Adapting wimlib to CAB LZX

Comments, questions, bug reports, etc.
Post Reply
ncommander
Posts: 1
Joined: Sat Dec 31, 2022 3:21 pm

Adapting wimlib to CAB LZX

Post by ncommander »

Hi,

I've been trying to use wimlib to compress data using the LZX format. However, I require the compressed data to be readable by libraries like mspack.
As far as I'm concerned, there are no CAB LZX compressor implementations out there, except lzxcomp by Matthew T. Russotto, which has suboptimal performance (over 1min to compress a 50MB file, with no compression level or options available).

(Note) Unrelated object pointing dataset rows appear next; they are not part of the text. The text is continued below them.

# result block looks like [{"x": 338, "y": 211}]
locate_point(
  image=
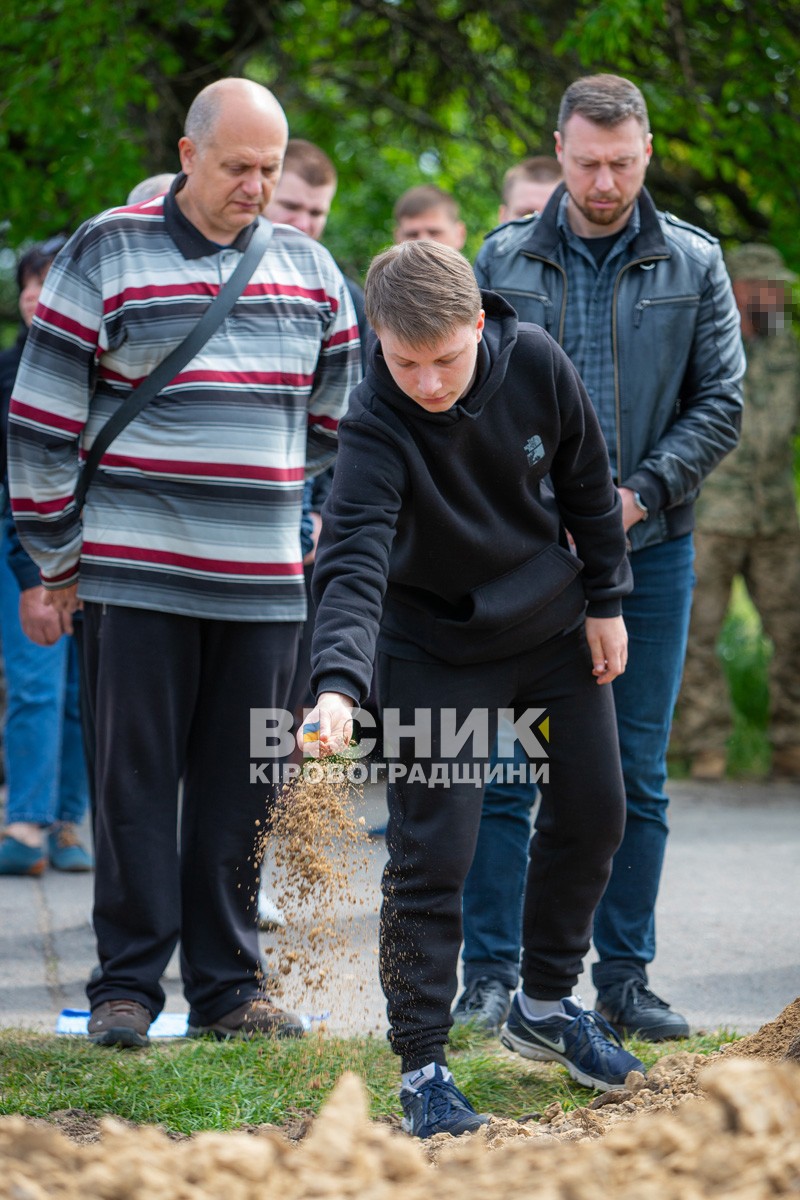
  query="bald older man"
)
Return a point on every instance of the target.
[{"x": 186, "y": 556}]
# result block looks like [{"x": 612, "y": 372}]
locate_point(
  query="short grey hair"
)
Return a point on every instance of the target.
[
  {"x": 421, "y": 292},
  {"x": 203, "y": 117},
  {"x": 606, "y": 100}
]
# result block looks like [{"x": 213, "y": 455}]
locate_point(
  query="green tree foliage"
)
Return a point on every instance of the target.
[{"x": 402, "y": 91}]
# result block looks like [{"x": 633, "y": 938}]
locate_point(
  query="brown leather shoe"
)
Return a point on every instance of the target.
[
  {"x": 254, "y": 1018},
  {"x": 120, "y": 1023},
  {"x": 709, "y": 766}
]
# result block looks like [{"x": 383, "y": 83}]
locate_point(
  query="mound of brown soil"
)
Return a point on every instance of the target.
[
  {"x": 777, "y": 1039},
  {"x": 741, "y": 1141}
]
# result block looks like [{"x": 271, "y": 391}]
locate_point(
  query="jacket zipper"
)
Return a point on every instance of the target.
[
  {"x": 549, "y": 262},
  {"x": 651, "y": 304},
  {"x": 637, "y": 262}
]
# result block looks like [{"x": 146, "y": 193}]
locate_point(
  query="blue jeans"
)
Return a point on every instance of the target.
[
  {"x": 46, "y": 769},
  {"x": 656, "y": 615}
]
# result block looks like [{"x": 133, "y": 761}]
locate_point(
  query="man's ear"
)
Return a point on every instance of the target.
[{"x": 187, "y": 151}]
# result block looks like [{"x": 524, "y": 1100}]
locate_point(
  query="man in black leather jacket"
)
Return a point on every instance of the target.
[{"x": 642, "y": 304}]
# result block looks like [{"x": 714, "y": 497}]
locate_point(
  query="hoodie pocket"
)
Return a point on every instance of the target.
[
  {"x": 521, "y": 593},
  {"x": 515, "y": 611}
]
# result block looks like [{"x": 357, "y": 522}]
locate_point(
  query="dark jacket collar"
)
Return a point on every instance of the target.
[
  {"x": 545, "y": 238},
  {"x": 188, "y": 239}
]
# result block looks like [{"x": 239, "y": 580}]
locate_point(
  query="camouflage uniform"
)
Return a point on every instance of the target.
[{"x": 747, "y": 525}]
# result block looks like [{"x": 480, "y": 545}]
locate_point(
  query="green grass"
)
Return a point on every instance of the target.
[
  {"x": 192, "y": 1086},
  {"x": 745, "y": 654}
]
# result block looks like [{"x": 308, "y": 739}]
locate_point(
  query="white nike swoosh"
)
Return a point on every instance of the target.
[{"x": 559, "y": 1047}]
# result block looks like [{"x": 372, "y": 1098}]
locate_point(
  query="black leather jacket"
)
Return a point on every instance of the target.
[{"x": 678, "y": 353}]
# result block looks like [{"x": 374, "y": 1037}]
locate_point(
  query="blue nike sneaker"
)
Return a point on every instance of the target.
[
  {"x": 581, "y": 1039},
  {"x": 435, "y": 1105}
]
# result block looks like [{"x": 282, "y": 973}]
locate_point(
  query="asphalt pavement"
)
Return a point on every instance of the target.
[{"x": 727, "y": 923}]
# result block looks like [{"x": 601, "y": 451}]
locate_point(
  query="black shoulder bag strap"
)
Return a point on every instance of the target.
[{"x": 176, "y": 359}]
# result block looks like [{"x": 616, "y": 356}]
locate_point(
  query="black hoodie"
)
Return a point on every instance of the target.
[{"x": 441, "y": 527}]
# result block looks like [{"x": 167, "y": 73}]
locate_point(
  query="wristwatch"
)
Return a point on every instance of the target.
[{"x": 641, "y": 505}]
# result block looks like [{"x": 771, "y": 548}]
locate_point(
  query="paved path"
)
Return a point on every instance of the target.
[{"x": 728, "y": 918}]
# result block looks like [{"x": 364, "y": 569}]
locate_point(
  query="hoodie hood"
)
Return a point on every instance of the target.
[{"x": 493, "y": 353}]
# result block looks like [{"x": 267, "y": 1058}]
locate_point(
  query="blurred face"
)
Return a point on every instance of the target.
[
  {"x": 435, "y": 377},
  {"x": 603, "y": 171},
  {"x": 434, "y": 223},
  {"x": 300, "y": 204},
  {"x": 232, "y": 178},
  {"x": 763, "y": 305},
  {"x": 525, "y": 196},
  {"x": 29, "y": 297}
]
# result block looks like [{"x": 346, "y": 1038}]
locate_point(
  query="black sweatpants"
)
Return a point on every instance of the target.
[
  {"x": 432, "y": 832},
  {"x": 172, "y": 699}
]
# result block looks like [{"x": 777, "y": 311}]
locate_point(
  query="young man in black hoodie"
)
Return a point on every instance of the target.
[{"x": 445, "y": 547}]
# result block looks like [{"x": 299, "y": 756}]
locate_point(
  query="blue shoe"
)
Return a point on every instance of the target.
[
  {"x": 582, "y": 1041},
  {"x": 65, "y": 849},
  {"x": 438, "y": 1107},
  {"x": 17, "y": 858}
]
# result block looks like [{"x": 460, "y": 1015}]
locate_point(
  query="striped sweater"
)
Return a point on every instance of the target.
[{"x": 196, "y": 507}]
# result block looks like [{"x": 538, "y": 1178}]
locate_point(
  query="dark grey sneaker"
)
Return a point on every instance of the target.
[
  {"x": 256, "y": 1017},
  {"x": 483, "y": 1001},
  {"x": 578, "y": 1038},
  {"x": 636, "y": 1011},
  {"x": 435, "y": 1105},
  {"x": 120, "y": 1023}
]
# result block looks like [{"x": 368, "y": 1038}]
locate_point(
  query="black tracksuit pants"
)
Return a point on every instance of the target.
[
  {"x": 172, "y": 699},
  {"x": 432, "y": 832}
]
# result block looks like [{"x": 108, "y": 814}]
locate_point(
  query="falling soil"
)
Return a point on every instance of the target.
[{"x": 314, "y": 841}]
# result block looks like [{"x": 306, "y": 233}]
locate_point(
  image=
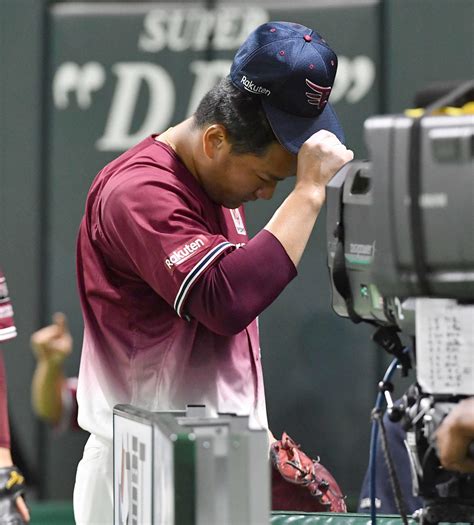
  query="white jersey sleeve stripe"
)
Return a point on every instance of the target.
[
  {"x": 197, "y": 270},
  {"x": 7, "y": 333}
]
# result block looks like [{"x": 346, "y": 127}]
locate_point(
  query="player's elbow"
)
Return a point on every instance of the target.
[{"x": 229, "y": 321}]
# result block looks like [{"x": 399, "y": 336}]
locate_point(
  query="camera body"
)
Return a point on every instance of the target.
[{"x": 400, "y": 238}]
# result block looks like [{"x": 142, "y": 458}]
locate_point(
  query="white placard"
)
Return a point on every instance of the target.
[
  {"x": 445, "y": 346},
  {"x": 132, "y": 472}
]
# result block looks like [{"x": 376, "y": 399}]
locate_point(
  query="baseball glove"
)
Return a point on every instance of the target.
[
  {"x": 300, "y": 483},
  {"x": 11, "y": 486}
]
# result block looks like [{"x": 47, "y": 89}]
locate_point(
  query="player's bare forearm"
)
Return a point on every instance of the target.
[
  {"x": 454, "y": 436},
  {"x": 294, "y": 220},
  {"x": 319, "y": 159}
]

So far, I've modified how the block headers are written to match the CAB format, as well as writing the LZX header that determines whether Intel E8 is used.
I compress the data 32KB at a time (LZX frame) and mspack can decode the output perfectly!
There's just one issue: the decoder needs to be reset for each LZX frame, or the MAINTREE and LENGTH tables fail to build. It seems the lengths read from one frame affect another. Do you have any idea how this could be fixed, and if so, would the changes to wimlib's aligned/verbatim compression be deep? Alternatively, as a workaround, is there a valid LZX block that could clear these Huffman lengths?

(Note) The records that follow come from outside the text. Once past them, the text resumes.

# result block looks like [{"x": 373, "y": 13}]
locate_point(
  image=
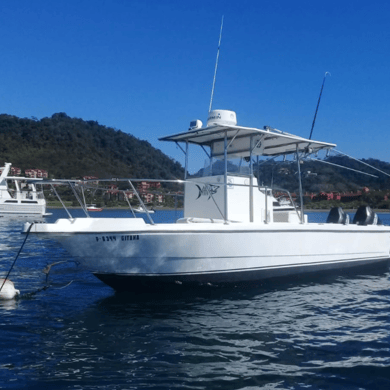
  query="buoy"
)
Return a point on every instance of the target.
[{"x": 8, "y": 291}]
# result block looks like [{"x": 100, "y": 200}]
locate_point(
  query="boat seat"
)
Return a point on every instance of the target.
[
  {"x": 366, "y": 216},
  {"x": 337, "y": 215},
  {"x": 199, "y": 220}
]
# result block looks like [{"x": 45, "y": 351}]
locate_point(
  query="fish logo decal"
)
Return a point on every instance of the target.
[{"x": 207, "y": 190}]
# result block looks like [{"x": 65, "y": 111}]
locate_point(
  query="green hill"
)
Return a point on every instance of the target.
[{"x": 71, "y": 147}]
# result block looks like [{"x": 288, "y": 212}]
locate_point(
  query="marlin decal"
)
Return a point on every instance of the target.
[{"x": 207, "y": 190}]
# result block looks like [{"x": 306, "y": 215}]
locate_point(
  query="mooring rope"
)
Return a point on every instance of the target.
[{"x": 16, "y": 258}]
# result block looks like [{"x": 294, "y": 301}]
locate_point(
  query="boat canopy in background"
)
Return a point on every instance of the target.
[{"x": 247, "y": 141}]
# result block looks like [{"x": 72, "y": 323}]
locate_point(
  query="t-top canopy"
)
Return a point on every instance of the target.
[{"x": 244, "y": 141}]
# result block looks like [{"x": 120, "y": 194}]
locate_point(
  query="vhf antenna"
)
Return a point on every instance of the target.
[
  {"x": 318, "y": 104},
  {"x": 216, "y": 66}
]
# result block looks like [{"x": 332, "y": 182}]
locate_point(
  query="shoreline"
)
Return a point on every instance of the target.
[{"x": 383, "y": 211}]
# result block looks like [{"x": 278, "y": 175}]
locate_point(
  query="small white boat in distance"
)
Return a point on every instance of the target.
[
  {"x": 233, "y": 230},
  {"x": 93, "y": 207},
  {"x": 140, "y": 209},
  {"x": 25, "y": 201}
]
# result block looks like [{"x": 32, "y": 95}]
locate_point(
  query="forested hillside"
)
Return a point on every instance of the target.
[{"x": 71, "y": 147}]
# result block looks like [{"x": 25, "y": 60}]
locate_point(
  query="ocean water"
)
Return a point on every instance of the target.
[{"x": 329, "y": 332}]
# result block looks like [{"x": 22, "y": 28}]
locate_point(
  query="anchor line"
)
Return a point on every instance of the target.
[{"x": 16, "y": 258}]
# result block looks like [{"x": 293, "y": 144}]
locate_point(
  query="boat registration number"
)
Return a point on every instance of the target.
[{"x": 128, "y": 237}]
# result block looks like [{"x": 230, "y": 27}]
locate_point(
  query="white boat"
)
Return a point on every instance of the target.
[
  {"x": 140, "y": 209},
  {"x": 20, "y": 201},
  {"x": 231, "y": 230}
]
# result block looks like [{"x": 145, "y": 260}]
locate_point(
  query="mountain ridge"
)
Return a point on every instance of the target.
[{"x": 71, "y": 147}]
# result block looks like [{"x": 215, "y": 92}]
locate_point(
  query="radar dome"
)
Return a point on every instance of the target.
[{"x": 221, "y": 118}]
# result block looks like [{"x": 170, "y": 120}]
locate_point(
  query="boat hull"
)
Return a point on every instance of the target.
[{"x": 207, "y": 253}]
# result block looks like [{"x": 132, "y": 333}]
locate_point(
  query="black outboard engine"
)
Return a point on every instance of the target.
[
  {"x": 337, "y": 215},
  {"x": 365, "y": 216}
]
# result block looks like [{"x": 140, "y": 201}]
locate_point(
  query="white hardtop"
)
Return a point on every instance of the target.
[{"x": 248, "y": 141}]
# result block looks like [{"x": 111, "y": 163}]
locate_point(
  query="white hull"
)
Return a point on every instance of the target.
[
  {"x": 22, "y": 208},
  {"x": 206, "y": 252}
]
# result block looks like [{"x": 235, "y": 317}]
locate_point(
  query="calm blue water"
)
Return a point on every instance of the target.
[{"x": 323, "y": 333}]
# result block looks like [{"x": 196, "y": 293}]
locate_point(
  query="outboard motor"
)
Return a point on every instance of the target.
[
  {"x": 337, "y": 215},
  {"x": 365, "y": 216}
]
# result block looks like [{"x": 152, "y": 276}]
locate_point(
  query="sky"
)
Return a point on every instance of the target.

I totally understand if you can't provide any answers as the topic clearly falls outside of wimlib, but I would appreciate any pointers to which functions would require changing, if additional state would have to be introduced, or an alternative to wimlib for the task.

Thanks for your time! :)
synchronicity
Site Admin
Posts: 490
Joined: Sun Aug 02, 2015 10:31 pm

Re: Adapting wimlib to CAB LZX

Post by synchronicity »

The LZX compression code in wimlib has been heavily optimized for the case where the data to compress is in a single buffer, **and** matches can be made with the whole buffer. That's what the WIM format uses.

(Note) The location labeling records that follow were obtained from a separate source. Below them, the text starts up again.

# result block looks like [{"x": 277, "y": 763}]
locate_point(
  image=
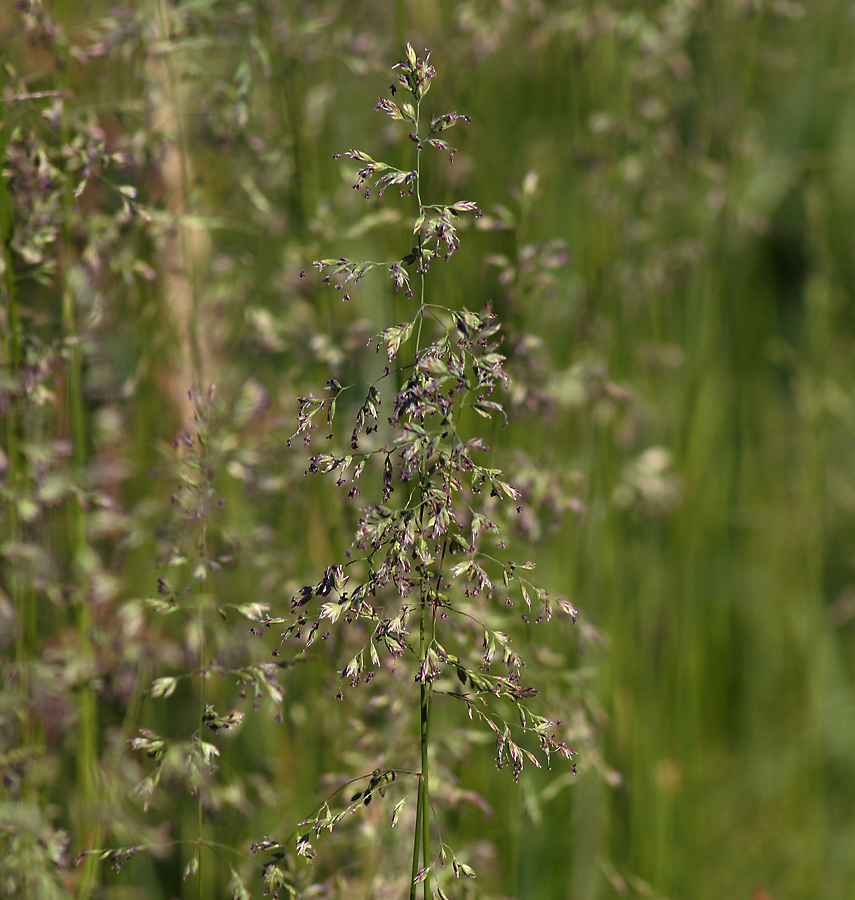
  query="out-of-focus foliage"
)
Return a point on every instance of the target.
[{"x": 667, "y": 237}]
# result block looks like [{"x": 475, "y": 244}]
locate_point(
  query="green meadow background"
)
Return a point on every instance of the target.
[{"x": 692, "y": 379}]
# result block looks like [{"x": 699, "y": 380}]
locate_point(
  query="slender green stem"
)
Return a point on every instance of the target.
[
  {"x": 200, "y": 823},
  {"x": 184, "y": 177}
]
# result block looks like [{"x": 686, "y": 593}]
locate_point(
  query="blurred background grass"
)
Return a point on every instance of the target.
[{"x": 698, "y": 158}]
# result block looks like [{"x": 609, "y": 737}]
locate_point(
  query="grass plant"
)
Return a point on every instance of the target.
[{"x": 679, "y": 427}]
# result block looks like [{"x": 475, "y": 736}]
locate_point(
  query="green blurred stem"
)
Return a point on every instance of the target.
[
  {"x": 184, "y": 156},
  {"x": 26, "y": 635}
]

In CAB, there is instead a long stream (potentially gigabytes, I think?), where matches can be made with the last 32KiB only. That's quite a bit different.

The minimal change to get it working would be to support compressing such a stream in a single buffer, with the matchfinder changed to find matches in the last 32KiB only. This is feasible (it's what I do for DEFLATE in https://github.com/ebiggers/libdeflate), but it would still be a significant change.

To get it working **properly** would require adding streaming support, so that data can be streamed in incrementally, so that potentially gigabytes of memory isn't needed. That would be a much larger change, and I've stayed away from that sort of thing in all the compressors I've written.
oneeighthundred
Posts: 2
Joined: Sun Jun 01, 2025 6:15 pm

Re: Adapting wimlib to CAB LZX

Post by oneeighthundred »

Old post sorry but just FYI I am attempting to do this in a fork:
https://github.com/elasota/wimlib

So far it is working but I still need to finish adding cross-block matchfinding.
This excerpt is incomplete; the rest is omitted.